RonenNess / html_validator

Offline HTML validator for Python, based on the standard v.Nu
MIT License
6 stars 5 forks source link

"invalid literal for int() with base 10" on Python 2.7.12 #5

Open matkoniecz opened 6 years ago

matkoniecz commented 6 years ago

I tried

from html_validator import validate

errors = validate("index.html")
for err in errors:
    print("Type: %s, File: %s, Line: %d, Description: %s" % (err.type, err.file, err.line, err.description)) 

on

<html>
<head>
</head>
<body></body>
</html>

and it falied with

Traceback (most recent call last):
  File "validator.python2.py", line 5, in <module>
    errors = validate("index.html")
  File "/usr/local/lib/python2.7/dist-packages/html_validator/html_validator.py", line 160, in validate
    ret.append(ValidationError(i))
  File "/usr/local/lib/python2.7/dist-packages/html_validator/html_validator.py", line 62, in __init__
    self.line = int(err_wo_filename.split('.')[0].strip())
ValueError: invalid literal for int() with base 10: ''

I tried it also on a bigger html file and it failed with the same error.
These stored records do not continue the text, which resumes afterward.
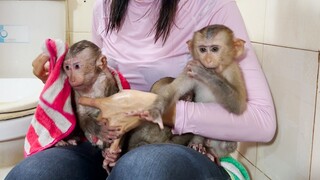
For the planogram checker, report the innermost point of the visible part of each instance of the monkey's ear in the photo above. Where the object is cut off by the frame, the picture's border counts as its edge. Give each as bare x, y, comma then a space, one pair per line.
239, 47
189, 42
102, 62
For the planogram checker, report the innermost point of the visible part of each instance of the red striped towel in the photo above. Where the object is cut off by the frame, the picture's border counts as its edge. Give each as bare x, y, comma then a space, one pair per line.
54, 118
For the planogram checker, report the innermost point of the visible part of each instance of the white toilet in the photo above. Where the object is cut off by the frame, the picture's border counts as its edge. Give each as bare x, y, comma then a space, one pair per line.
18, 100
24, 26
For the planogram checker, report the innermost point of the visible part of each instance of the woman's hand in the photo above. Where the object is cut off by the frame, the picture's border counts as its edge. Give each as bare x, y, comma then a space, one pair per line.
41, 67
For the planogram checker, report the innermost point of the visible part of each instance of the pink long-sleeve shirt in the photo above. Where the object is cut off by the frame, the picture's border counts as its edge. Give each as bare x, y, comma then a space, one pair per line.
132, 51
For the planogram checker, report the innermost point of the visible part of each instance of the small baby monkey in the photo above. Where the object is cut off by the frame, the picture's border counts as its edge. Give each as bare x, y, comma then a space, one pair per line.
89, 76
214, 76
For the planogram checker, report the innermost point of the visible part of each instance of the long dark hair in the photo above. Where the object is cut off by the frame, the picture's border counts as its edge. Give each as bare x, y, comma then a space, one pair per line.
167, 14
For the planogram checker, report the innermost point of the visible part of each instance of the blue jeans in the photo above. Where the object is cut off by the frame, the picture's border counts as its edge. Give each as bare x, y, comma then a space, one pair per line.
156, 162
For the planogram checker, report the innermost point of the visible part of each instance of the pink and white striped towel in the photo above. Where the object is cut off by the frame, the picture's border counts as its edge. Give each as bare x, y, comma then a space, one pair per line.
54, 118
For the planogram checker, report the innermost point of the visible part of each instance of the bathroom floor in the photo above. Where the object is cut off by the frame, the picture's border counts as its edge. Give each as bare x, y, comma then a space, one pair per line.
4, 171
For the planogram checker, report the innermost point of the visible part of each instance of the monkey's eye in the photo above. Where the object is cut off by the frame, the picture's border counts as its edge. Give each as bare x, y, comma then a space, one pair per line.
214, 49
67, 67
202, 49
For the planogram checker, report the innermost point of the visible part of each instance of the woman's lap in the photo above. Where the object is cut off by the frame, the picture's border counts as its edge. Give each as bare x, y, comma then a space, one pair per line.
156, 161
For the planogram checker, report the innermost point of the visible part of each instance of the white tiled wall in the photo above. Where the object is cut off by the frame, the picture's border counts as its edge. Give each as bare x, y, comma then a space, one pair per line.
285, 35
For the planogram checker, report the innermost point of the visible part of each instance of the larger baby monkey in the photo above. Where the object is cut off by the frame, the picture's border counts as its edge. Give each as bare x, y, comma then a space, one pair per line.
214, 76
89, 76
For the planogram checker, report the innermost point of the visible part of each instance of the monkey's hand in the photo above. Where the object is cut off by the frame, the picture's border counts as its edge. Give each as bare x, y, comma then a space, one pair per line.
198, 147
110, 158
152, 115
196, 70
109, 133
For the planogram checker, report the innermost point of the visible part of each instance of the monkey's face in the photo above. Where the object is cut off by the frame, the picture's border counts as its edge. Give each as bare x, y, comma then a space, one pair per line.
214, 52
81, 71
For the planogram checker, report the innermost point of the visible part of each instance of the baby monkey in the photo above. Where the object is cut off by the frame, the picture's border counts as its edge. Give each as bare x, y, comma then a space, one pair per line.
89, 76
214, 76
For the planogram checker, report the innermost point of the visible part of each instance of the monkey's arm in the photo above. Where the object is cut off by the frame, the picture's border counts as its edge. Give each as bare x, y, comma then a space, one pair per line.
164, 106
228, 87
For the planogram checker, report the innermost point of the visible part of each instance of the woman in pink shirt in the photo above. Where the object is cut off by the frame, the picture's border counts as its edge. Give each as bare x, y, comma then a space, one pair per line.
146, 40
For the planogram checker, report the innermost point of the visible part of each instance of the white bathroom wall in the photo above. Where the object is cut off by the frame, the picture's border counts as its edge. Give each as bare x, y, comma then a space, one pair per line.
286, 39
285, 34
39, 20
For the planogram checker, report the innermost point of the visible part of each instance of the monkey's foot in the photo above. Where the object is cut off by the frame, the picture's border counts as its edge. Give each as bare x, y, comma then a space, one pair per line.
213, 158
110, 158
72, 142
198, 147
229, 146
152, 115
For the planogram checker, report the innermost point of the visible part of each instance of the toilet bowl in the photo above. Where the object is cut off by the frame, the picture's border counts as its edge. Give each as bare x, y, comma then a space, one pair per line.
18, 100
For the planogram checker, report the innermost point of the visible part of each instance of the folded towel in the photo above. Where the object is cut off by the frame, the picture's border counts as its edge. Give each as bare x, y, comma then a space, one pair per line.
54, 118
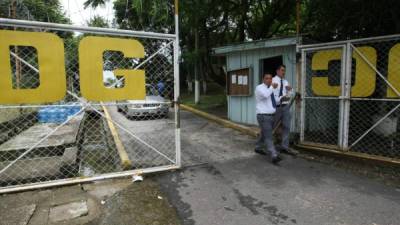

matkoniecz commented 6 years ago

uname -a Linux grisznak 4.15.0-24-generic #26~16.04.1-Ubuntu SMP Fri Jun 15 14:35:08 UTC 2018 x86_64 x86_64 x86_64 GNU/Linux

RonenNess commented 6 years ago

Its possible its not working on Linux, please try to run with verbose=True (its a param in validate) and it will print the command itself. Try to execute it and see what you get in output..

Thanks!

AndrewNelis commented 5 years ago

Hi,

I saw this error also. Here is the output with verbose=True:

validate /tmp/tmpKY7lKb
Execute command: java -Xss512k -jar /home/user/.virtualenvs/weewx/lib/python2.7/site-packages/html_validator/vnu.jar /tmp/tmpKY7lKb
Command output: ('', 'Usage: java [-options] class [args...]\n           (to execute a class)\n   or  java [-options] -jar jarfile [args...]\n           (to execute a jar file)\nwhere options include:\n    -d32\t  use a 32-bit data model if available\n    -d64\t  use a 64...
Parse output line: Usage: java [-options] class [args...]
Traceback (most recent call last):
  File "./test.py", line 47, in <module>
    test_template_generation()
  File "./test.py", line 40, in test_template_generation
    errors = validate(html_output.name, verbose=True)
  File "/home/user/.virtualenvs/weewx/lib/python2.7/site-packages/html_validator/html_validator.py", line 160, in validate
    ret.append(ValidationError(i))
  File "/home/user/.virtualenvs/weewx/lib/python2.7/site-packages/html_validator/html_validator.py", line 62, in __init__
    self.line = int(err_wo_filename.split('.')[0].strip())
ValueError: invalid literal for int() with base 10: ''

I changed shell=False in the call to subprocess.Popen() in html_validator.py and it worked.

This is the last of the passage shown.